When Good Ads Go Bad
Targeting is the future of online advertising -- or so I suggested yesterday when I cited a comment from Google CEO Eric Schmidt, and earlier mentioned a Yahoo ad campaign designed to target the advertising decision-makers who would might buy targeted ads (would that be meta-targeting?).
But what happens when targeted ads are misdirected? Online commentator Evan Coyne Maloney recently said ads attacking President Bush and Vice President Cheney annoyed readers of his conservative site, and caused him to withdraw from Google’s AdSense program.
AdSense lets bloggers and small web-sites get ads delivered to their pages. Publishers share in the revenues when people click on these ads. Maloney, a self-described “sometime political operative who also rode the dot-com wave from boom to bust” said too many pitches were misdirected and became were too insulting to his audience.
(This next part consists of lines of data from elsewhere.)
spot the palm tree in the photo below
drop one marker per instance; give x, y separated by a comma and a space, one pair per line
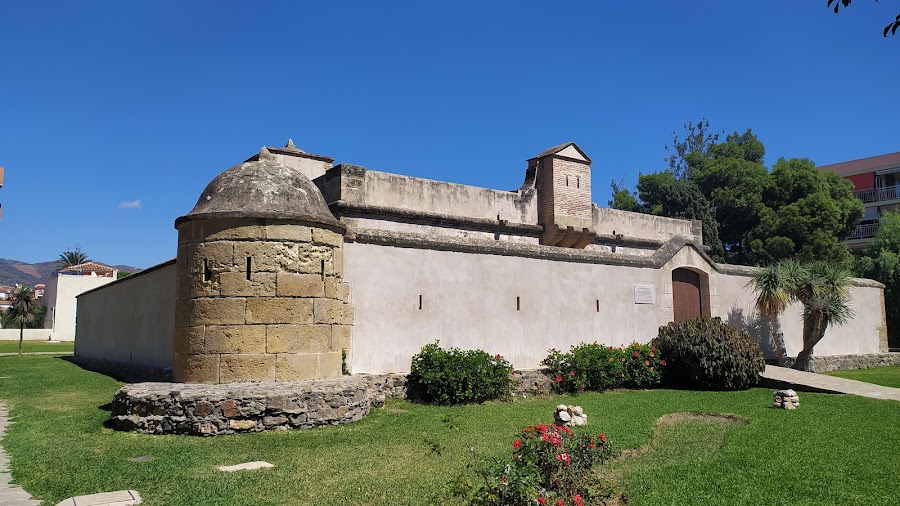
70, 258
23, 311
825, 295
775, 286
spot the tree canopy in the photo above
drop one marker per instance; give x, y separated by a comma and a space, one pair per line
750, 215
890, 27
69, 258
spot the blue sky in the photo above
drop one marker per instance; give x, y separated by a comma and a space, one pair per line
106, 104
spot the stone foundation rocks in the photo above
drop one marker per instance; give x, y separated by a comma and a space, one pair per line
532, 382
785, 399
210, 410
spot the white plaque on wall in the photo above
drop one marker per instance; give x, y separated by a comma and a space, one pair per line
644, 294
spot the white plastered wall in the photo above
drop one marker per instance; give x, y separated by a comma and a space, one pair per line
469, 301
60, 297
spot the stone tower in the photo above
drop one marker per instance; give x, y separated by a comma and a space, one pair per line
260, 290
563, 181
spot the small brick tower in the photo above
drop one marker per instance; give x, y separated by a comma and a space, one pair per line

His complaint to Google elicited this reply: “We understand your concern with the types of ads that are being displayed on your site. Please note that at this time AdSense only targets ads based on overall site content, not keywords or categories.” It would seem that the artificial intelligence crawler can determine that content is “political” but, not surprisingly, has trouble distinguishing left from right.
On the flip side of Maloney’s complaint, advertisers must worry that misdirected ads would waste money or, worse, tarnish their brands by appearing alongside inappropriate content. One survey by AdRelevance, a service (division?) of Nielsen/NetRatings, studied 300 million web ads, worth about $10 million, directed at women and selling women’s products. “Regardless of this targeted approach, more men on average saw these ads than women,” the report said, adding, "Targeting ads is anything but an exact science.”
The mission of AdRelevance seems to be helping big advertisers learn the art of placement. When into Maloney’s complaint, I tripped across a web site that helps small web publishers make use of AdSense. My sense is that everyone perceives that web ads are a fast-growing category, with huge potential, and many are rushing to embrace them. But the channel so novel that it still takes a pilot to help newcomers navigate past the sandbars. Interesting.